Salesforce, the Customer Success Platform and world’s #1 CRM, empowers companies to connect with their customers in a whole new way. The company was founded on three disruptive ideas: a new technology model in cloud computing, a pay-as-you-go business model, and a new integrated corporate philanthropy model. These founding principles have taken our company to great heights, including being named one of Forbes’s “World’s Most Innovative Company” five years in a row and one of Fortune’s “100 Best Companies to Work For” eight years in a row. We are the fastest growing of the top 10 enterprise software companies, and this level of growth equals incredible opportunities to grow a career at Salesforce.

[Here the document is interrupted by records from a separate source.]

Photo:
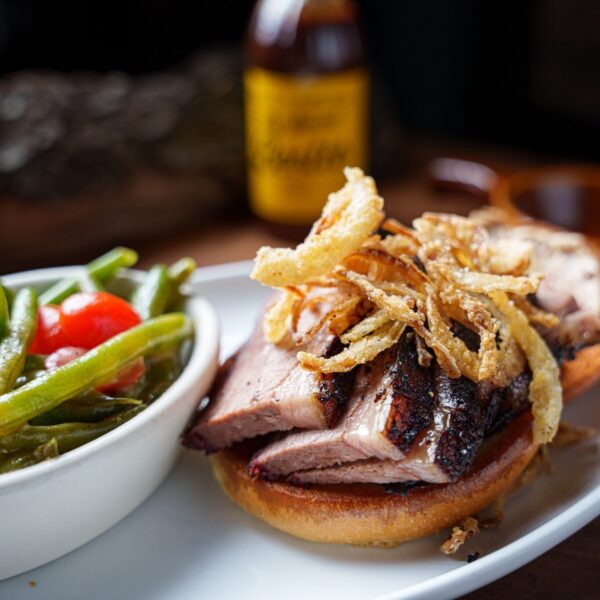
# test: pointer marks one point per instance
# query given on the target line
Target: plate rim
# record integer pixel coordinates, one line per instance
(491, 567)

Together, with our whole Ohana (Hawaiian for “family”) made up of our employees, customers, partners, and communities, we are working to improve the state of the world!

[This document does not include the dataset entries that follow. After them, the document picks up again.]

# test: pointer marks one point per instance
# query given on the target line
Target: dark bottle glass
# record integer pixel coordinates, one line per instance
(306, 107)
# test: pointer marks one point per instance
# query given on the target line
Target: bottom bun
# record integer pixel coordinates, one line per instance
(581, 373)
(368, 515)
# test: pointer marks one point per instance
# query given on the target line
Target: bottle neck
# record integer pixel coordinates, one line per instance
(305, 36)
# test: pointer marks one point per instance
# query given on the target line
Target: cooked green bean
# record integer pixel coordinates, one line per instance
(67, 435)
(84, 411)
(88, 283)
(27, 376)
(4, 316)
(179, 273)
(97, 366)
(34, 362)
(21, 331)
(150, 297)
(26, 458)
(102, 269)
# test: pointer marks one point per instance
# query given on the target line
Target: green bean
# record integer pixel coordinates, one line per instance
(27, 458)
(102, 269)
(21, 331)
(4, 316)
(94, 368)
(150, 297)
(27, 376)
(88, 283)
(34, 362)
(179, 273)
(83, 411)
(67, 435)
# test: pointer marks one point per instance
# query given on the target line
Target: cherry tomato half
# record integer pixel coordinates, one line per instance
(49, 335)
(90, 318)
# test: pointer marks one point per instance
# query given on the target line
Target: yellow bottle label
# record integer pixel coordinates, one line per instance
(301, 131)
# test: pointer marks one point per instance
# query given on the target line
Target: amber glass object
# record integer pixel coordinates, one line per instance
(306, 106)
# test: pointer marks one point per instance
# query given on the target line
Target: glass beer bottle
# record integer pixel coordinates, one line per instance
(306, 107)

Salesforce.com and Salesforce.org are Equal Employment Opportunity and Affirmative Action Employers. Qualified applicants will receive consideration for employment without regard to race, color, religion, sex, sexual orientation, gender perception or identity, national origin, age, marital status, protected veteran status, or disability status. Headhunters and recruitment agencies may not submit resumes/CVs through this Web site or directly to managers. Salesforce.com and Salesforce.org do not accept unsolicited headhunter and agency resumes. Salesforce.com and Salesforce.org will not pay fees to any third-party agency or company that does not have a signed agreement with Salesforce.com or Salesforce.org.
Pursuant to the San Francisco Fair Chance Ordinance and the Los Angeles Fair Chance Initiative for Hiring, Salesforce will consider for employment qualified applicants with arrest and conviction records.